Rakoff had faulted the SEC's longtime policy of letting some corporate defendants settle without admitting or denying its charges. Wednesday's decision may make it easier for the SEC to win settlements without having to worry about federal judges rejecting them because of an absence of proven facts, legal experts said.

"It is an abuse of discretion to require, as the district court did here, that the SEC establish the "truth" of the allegations against a settling party as a condition for approving the consent decree," Circuit Judge Rosemary Pooler wrote for a three-judge 2nd Circuit panel. "The district court's failure to make the proper inquiry constitutes legal error."

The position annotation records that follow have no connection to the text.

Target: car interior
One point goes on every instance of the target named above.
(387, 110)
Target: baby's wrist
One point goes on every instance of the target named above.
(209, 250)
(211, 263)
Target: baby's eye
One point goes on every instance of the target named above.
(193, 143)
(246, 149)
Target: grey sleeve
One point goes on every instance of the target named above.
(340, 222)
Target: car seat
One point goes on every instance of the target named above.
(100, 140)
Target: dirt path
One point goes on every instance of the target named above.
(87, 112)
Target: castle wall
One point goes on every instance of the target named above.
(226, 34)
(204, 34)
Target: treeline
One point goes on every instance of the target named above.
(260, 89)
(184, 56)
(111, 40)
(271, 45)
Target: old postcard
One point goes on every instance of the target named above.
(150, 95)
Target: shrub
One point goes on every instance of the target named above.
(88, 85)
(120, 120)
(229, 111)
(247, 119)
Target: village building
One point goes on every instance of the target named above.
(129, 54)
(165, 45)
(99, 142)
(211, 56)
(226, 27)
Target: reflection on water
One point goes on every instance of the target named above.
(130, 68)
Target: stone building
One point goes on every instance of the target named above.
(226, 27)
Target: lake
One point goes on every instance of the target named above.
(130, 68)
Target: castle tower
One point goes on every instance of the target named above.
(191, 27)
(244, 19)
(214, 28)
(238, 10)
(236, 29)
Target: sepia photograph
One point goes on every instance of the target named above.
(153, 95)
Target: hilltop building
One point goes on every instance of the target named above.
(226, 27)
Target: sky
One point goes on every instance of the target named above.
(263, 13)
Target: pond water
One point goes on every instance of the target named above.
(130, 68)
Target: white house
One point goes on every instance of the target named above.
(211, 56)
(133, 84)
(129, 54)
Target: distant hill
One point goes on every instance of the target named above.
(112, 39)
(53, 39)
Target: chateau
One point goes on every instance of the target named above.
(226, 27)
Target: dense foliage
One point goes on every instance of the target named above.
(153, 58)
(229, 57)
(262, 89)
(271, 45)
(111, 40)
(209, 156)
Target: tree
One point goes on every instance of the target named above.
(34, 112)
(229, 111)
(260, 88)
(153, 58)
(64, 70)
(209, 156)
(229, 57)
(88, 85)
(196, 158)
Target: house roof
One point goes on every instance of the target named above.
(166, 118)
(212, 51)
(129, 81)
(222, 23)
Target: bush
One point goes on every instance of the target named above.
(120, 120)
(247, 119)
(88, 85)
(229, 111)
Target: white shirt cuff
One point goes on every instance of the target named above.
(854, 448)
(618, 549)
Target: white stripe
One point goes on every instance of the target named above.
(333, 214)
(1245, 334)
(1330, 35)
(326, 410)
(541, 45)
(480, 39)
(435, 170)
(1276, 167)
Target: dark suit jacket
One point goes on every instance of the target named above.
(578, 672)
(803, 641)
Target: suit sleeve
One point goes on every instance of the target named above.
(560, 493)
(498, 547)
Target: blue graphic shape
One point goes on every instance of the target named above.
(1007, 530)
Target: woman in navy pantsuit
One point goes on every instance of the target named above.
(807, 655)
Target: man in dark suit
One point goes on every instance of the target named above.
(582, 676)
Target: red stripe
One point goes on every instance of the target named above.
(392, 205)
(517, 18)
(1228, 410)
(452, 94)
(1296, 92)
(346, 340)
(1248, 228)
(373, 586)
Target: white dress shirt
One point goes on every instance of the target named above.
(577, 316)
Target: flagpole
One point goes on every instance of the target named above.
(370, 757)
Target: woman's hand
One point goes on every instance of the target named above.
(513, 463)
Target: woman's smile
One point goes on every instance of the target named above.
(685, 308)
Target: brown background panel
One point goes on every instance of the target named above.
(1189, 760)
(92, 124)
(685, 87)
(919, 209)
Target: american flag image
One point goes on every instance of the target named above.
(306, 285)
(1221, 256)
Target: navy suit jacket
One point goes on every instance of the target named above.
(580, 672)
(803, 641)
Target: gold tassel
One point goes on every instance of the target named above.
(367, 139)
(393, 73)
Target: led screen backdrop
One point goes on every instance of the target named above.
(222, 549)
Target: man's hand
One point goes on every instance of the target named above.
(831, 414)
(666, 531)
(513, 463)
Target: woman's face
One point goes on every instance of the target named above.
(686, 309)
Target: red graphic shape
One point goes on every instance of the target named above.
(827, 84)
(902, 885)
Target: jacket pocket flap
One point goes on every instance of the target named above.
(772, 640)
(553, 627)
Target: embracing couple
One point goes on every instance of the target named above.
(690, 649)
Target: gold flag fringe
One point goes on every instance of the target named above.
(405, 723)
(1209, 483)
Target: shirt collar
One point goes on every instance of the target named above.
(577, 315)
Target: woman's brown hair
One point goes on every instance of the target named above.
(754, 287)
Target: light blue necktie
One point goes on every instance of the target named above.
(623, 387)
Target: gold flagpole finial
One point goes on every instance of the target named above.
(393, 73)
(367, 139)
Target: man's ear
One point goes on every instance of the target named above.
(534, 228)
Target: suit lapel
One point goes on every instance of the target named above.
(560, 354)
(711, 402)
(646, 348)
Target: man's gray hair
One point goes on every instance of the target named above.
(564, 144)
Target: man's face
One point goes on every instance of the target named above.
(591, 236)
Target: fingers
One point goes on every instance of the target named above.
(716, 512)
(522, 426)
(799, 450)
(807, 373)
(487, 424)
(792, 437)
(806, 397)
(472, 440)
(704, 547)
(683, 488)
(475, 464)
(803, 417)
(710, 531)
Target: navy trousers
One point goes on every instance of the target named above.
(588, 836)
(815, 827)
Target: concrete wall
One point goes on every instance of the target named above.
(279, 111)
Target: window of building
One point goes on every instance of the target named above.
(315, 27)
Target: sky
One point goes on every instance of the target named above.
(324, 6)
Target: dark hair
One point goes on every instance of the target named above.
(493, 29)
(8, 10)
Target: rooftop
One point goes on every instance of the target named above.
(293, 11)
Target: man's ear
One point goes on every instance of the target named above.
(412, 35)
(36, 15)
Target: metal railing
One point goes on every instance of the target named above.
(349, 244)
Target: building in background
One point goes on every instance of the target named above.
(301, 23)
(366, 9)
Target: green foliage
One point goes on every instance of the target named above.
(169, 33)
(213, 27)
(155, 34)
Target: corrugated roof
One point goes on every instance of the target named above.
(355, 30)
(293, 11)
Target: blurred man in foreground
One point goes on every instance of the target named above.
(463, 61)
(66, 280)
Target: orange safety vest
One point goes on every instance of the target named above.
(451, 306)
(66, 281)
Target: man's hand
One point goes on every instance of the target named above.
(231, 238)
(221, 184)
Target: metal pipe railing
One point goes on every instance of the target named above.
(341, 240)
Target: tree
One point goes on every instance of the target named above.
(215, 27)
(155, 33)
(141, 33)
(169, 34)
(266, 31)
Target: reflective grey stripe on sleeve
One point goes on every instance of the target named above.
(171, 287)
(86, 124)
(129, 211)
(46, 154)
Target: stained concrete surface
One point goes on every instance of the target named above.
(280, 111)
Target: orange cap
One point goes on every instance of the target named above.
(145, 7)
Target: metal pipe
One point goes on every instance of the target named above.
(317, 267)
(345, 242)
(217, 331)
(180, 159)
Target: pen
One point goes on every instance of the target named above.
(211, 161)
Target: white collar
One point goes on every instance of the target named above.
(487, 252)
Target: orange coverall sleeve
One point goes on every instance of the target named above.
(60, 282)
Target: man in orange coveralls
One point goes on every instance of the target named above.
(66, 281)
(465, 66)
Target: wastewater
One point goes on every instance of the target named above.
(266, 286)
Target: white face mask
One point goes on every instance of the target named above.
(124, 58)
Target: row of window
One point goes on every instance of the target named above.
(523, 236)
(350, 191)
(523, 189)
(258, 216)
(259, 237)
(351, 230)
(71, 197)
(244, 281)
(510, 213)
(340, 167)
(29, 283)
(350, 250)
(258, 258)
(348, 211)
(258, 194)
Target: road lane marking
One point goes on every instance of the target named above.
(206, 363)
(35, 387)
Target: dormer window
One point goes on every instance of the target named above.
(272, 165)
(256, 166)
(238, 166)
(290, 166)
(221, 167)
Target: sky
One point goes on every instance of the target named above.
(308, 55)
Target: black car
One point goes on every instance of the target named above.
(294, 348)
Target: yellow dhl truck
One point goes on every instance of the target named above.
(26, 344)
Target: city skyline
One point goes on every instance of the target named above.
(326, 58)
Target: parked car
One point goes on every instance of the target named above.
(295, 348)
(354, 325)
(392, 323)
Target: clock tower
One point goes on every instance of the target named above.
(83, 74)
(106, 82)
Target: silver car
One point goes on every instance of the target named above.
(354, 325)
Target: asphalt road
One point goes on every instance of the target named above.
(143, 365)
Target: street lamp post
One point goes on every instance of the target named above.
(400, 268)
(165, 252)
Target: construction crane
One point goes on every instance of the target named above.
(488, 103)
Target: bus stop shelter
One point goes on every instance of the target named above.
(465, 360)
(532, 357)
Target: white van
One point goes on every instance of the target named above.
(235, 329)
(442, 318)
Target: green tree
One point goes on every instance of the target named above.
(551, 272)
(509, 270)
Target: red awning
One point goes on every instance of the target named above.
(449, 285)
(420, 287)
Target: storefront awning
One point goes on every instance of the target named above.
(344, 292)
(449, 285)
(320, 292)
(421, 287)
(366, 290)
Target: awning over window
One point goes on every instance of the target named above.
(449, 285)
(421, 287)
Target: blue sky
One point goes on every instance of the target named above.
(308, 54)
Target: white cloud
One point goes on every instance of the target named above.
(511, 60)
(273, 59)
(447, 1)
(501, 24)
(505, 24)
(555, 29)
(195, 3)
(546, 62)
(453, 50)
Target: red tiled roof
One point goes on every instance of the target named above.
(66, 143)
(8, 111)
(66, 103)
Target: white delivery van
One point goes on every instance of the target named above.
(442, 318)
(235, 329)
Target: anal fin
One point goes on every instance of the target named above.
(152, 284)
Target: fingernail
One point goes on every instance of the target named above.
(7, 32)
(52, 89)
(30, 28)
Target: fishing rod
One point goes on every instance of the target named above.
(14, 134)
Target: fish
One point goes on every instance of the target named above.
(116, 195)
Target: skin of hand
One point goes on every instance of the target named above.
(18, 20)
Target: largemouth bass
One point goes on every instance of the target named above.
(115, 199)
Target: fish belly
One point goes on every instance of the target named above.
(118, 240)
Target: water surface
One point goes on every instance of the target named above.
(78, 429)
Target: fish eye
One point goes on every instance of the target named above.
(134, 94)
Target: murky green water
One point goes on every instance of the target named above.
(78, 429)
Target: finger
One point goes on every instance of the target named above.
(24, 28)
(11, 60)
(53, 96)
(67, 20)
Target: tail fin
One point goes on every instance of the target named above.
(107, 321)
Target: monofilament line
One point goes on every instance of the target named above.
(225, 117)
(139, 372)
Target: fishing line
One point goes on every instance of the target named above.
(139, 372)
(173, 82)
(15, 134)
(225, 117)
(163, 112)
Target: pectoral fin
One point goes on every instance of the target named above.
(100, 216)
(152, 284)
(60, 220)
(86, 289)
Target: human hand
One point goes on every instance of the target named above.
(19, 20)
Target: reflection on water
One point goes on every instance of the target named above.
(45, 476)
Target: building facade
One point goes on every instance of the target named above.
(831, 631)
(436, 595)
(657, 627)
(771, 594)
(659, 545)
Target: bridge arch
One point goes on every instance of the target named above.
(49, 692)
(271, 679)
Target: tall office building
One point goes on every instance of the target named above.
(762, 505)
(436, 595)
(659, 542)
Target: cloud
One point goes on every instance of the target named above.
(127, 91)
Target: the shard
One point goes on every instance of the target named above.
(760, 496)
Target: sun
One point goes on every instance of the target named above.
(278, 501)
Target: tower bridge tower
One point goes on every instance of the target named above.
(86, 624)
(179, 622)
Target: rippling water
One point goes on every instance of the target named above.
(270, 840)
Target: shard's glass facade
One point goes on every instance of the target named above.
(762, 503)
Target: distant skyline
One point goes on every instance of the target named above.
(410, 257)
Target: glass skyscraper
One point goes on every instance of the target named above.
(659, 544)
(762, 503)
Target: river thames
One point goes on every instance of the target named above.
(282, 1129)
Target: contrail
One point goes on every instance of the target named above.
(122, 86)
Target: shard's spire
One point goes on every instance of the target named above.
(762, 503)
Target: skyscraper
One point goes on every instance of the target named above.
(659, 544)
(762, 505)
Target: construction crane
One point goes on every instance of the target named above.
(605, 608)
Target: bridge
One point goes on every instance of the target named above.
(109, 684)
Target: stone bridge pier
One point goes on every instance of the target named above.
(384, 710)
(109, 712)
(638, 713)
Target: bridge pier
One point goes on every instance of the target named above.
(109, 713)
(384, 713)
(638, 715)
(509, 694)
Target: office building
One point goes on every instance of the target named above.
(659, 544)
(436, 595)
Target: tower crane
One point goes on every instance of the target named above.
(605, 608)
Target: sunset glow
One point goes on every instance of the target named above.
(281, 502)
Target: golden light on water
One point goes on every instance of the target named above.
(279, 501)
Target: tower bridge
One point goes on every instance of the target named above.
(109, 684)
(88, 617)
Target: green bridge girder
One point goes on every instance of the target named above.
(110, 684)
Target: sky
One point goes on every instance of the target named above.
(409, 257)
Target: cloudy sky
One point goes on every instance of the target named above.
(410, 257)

The 2nd Circuit returned the case to Rakoff, who must review the settlement again unless he pursues a further appeal. One judge on the panel, Raymond Lohier, said he would have ordered Rakoff to approve the accord.

Rakoff, in an email, said: "I don't think it's appropriate to comment."

Citigroup Spokeswoman Danielle Romero-Apsilos declined to comment. The SEC had no immediate comment.

Wednesday's decision is a rebuke to Rakoff, who in two decades on the bench has earned a reputation as a brilliant, iconoclastic judge and whose voiding of the Citigroup accord in November of 2011 prompted other judges to scrutinize similar settlements.

Rakoff has also been a thorn for the SEC, having in 2009 rejected as "a slap on the wrist" its original accord with Bank of America Corp over the bank's purchase of Merrill Lynch.

His decisions have spurred a debate over the proper SEC role in policing Wall Street and have been followed by big changes at the regulator. Last June, SEC Chair Mary Jo White said the regulator would begin requiring admissions of wrongdoing as a condition of settling particularly serious civil charges, citing the need for accountability to the public. White is a former federal prosecutor who joined the regulator last year.

PRAGMATISM

Citigroup's settlement was meant to resolve claims that the bank misled investors in 2007 about a $1 billion collateralized debt obligation, Class V Funding III, and simultaneously bet against the debt as the U.S. housing market began to falter.

Rakoff rejected the accord as neither fair, nor adequate, nor in the public interest, saying the "neither admit nor deny" policy left him no facts on which to judge the settlement.

Pooler, however, said such fact-finding should be left for a trial, while "consent decrees are primarily about pragmatism."

The SEC did go to trial against former Citigroup manager Brian Stoker, the only individual sued over the CDO, but a jury in July 2012 found him not liable. In Wednesday's decision, the 2nd Circuit also adopted a new standard for reviewing settlements with U.S. enforcement agencies that involve injunctive relief, saying judges must assess whether such accords are fair and reasonable and whether the public interest "would not be disserved."

It said an SEC settlement of this type must have a "basic legality," must be clear, must resolve the underlying claims and is not tainted by collusion or corruption.

Rakoff, it added, may if necessary ask the SEC and Citigroup to provide more evidence that there was no collusion.

Since White changed SEC policy, the regulator has extracted several admissions of wrongdoing, including from JPMorgan Chase & Co over its $6.2 billion trading loss in London, and from billionaire Philip Falcone over transactions involving his hedge fund firm. White's predecessor Mary Schapiro had defended the "neither admit nor deny" policy, saying that requiring admissions would discourage settlements, clog courts with lawsuits and delay returning money to harmed investors.

In early 2012, the SEC decided to stop allowing settling defendants to neither admit nor deny its charges when they admit guilt in related U.S. Department of Justice criminal cases.

Rakoff himself has criticized prosecutors for failing to prosecute high-level banking executives over the financial crisis, saying in a November speech it "speaks greatly to weaknesses in our prosecutorial system that need to be addressed."

The case is SEC v. Citigroup Global Markets Inc, 2nd U.S. Circuit Court of Appeals, No. 11-5227.